Re: namerefs to var[idx]

[Bart Schaefer <schaefer@xxxxxxxxxxxxxxxx>]

On Fri, Mar 8, 2024 at 5:23 AM Stephane Chazelas <stephane@xxxxxxxxxxxx> wrote:
>
> $ f() { typeset -nu v=$1; echo $v[1]; }
> $ f 'a[2,3]'
> f: no matches found: bc[1]

Things are pretty tangled here:  paramsubst() calls fetchvalue().  In
${v[1]} the entire reference is handled by fetchvalue().  In $v[1],
the $v is handled by fetchvalue() and then the [1] is handled by
paramsubst().  So it ends up being treated as $a[2,3][1], which
produces the same error.  I can't immediately think of any way to fix
that without breaking something else ... ideally we'd make $a[2,3][1]
work instead, but that's a pretty large change.

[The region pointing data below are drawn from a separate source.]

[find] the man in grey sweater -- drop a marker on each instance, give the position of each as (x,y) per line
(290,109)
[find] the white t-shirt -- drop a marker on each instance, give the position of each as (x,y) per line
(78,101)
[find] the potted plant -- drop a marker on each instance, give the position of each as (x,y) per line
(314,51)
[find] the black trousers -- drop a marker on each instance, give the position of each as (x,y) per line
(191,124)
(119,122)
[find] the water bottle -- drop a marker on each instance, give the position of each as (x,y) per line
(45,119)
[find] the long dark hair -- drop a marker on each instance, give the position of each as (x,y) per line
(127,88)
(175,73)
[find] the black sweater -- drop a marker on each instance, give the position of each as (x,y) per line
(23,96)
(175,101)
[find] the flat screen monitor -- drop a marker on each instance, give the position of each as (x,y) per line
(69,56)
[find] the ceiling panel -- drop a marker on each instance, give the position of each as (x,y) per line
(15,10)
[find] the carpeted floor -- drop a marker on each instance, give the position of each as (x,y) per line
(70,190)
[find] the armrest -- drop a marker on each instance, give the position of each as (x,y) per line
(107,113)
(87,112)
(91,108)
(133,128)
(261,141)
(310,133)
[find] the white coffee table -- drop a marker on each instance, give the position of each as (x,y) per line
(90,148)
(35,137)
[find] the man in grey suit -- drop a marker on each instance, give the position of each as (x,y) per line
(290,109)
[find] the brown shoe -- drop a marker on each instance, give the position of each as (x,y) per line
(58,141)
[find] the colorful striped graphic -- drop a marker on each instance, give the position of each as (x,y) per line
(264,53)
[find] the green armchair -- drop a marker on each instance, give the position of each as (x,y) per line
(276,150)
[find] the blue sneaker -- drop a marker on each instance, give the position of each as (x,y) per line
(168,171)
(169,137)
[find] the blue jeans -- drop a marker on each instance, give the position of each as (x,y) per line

In the assignment case ...

> $ f() { typeset -nu v=$1; v[1]=foo; }

... the left side of the assignment is interpreted more like ${v[1]}
than like $v[1], so everything "works."  I guess one must remember
that omitting the braces around subscript expansions has always been a
shortcut rather than "the right way to do it".  The braces are
required for correct handling of namespaces, too.

> $ a=12345
> $ f 'a[2,3]'
> $ echo $a
> 1foo45
>
> In that one could expect the first character of the "23"
> substring to be changed

I say "more like" above because:

% a[2,3][1]=b
zsh: no matches found: a[2,3][1]=b
% typeset 'a[2,3][1]'=c
zsh: not an identifier: a[2,3][1]

So using a nameref that way is rather a back door around the check for
identifiers.

This is an interesting variation:

% f() { typeset -n x='v[2]'; typeset -nu v=$1; x=foo; typeset -p v x }
% f 'a[2,3]'
typeset -un v='afoo2,3]'
typeset -n x='v[2]'

So chaining subscripted namerefs isn't really working, probably
because of something similar to the paramsubst()/fetchvalue() division
of labor just mentioned.